5. Deep Dive into Record Files

This article contains the following sections:

Introduction

FactoryTX encrypts data at the edge device before transmitting it to Sight Machine. We transmit the data in a consistent, human-readable record format that contains a JSON document per point in time. In other words, the records are customer data that have gone through a first layer of pre-processing in order to turn them into the JSON format.

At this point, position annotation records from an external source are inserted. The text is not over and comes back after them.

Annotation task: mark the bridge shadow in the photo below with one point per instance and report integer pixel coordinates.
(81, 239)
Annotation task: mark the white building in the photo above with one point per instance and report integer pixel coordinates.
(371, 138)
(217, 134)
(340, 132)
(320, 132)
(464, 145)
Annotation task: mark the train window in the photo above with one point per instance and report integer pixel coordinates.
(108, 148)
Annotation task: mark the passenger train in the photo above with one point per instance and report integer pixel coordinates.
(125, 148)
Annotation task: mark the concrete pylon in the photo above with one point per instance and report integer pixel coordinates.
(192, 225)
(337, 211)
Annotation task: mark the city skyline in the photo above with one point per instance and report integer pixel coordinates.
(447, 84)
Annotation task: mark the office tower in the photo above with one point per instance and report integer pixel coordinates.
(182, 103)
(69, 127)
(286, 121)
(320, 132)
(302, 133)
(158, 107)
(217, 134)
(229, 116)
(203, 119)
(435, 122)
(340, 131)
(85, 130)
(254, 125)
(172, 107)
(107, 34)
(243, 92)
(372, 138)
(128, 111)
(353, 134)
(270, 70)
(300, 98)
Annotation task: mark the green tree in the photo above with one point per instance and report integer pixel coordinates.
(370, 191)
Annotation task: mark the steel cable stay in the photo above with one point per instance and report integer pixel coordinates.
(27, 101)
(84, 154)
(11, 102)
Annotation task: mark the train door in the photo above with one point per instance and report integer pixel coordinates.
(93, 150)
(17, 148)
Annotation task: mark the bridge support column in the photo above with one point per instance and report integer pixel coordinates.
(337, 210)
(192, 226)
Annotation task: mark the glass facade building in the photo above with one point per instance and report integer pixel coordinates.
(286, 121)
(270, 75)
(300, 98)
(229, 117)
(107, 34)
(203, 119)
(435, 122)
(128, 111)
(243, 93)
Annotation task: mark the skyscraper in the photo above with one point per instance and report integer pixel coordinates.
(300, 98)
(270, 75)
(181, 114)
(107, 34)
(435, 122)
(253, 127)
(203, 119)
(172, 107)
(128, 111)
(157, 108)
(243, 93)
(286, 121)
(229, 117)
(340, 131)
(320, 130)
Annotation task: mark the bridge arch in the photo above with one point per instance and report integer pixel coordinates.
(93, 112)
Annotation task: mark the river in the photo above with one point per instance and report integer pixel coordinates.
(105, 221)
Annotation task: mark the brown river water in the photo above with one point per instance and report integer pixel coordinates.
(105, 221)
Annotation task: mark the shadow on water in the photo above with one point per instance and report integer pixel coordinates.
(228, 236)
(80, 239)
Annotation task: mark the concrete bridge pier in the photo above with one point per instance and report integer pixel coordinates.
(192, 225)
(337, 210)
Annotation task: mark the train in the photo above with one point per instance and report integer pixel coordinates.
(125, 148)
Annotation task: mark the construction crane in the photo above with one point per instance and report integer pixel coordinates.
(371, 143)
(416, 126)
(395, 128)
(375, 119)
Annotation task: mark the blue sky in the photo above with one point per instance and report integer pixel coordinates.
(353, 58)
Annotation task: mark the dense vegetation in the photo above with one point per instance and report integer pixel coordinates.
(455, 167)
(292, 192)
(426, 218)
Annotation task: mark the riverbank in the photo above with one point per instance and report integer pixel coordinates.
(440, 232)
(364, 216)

Sections of the Record File

The record file consists of two sections:

  • Metadata: The top-level reserved keywords that work to transmit the data payload to the correct place. In the sample below, from timestamp through sslog_type.
  • Field values: The data payload from the original data source, translated into field names and values. In the sample below, from OuterBodyWidth to Size.

Sample Record File

Converting Data into the Record Format

The conversion process involves formatting and renaming fields. The core of FactoryTX’s functionality is taking in data in many different formats and producing a standardized, human-readable output. It is possible to take existing fields and map them to reserved keywords, which will make Extract, Transform, and Load (ETL) configuration easier in the Sight Machine platform. Most of these can be set by simply naming the field in the receiver configuration or renaming it as part of a transform operation.

Understanding the Schema

The following lists the schema that we use to transmit data from plant floor assets:

Schema

Description

capturetime

The timestamp indicating the time when the record has been received on the destination machine. This is used to determine the order of message arrival.

capturetime_src

An array of objects in the form of host: capturetime, which are used to trace records that are transmitted through multiple endpoints.

counter

An integer value that increments/changes at the machine level with each cycle. This is used for cycle bundling during Extract, Transform, and Load (ETL). This is an optional field and can be computed in the AI Data Pipeline.

running

The status of the machine: running, idle, or in an off state. This is an optional field and can be computed in ETL.

source

The ID of the machine that transmitted the information. This is a required field.

source_customer

The customer ID of the machine. This is an optional field.

source_location

The plant-level location information. This is an optional field.

source_machine_type

The type of machine from which the data came. This is an optional field.

source_logtype

The type of log being generated. This information is used to create rules for modeling when there are multiple sources that describe a single asset. Typically, something like “cycle,” "PLC," or "CSV."

timestamp

The time at which the event was logged at the point of origin. For best results, this should be an NTP-synchronized source. This is a required field.

alarm_codes

A key value set of alarm codes from the machine. Typically, non-zero means alarm state. This is an optional field.

defect_codes

A key value set of codes that describe any inline inspections done by the machine. Typically, non-zero means inspection failure.

serial

An array of serial numbers used to associate data in the process. Currently, this can handle either systems that have multiple serialization schemes OR multiple serials being produced at the same time. This is an optional field and can be assigned in ETL.

batch

An array of batch_type and batch_id that can handle different levels of group serialization (e.g., carton/pallet/raw material). This is an optional field.

poll_rate

The target rate of polling for this asset. This is an optional field.

encryption

Any bookkeeping fields used for encryption. This is an optional field.

attachments

An array of attachments that includes full path references on the local file system and MIME types for each. This is an optional field.

fieldvalues

A free-form document that includes all the data extracted from the asset (PLC or equivalent). Typically, this is in the form of FIELDNAME { units "mm", value 12345 }, but it can be altered to include arrays, key value pairs, etc. This is intended to be human-readable values (i.e., in units, not voltages, etc.). This is a required field.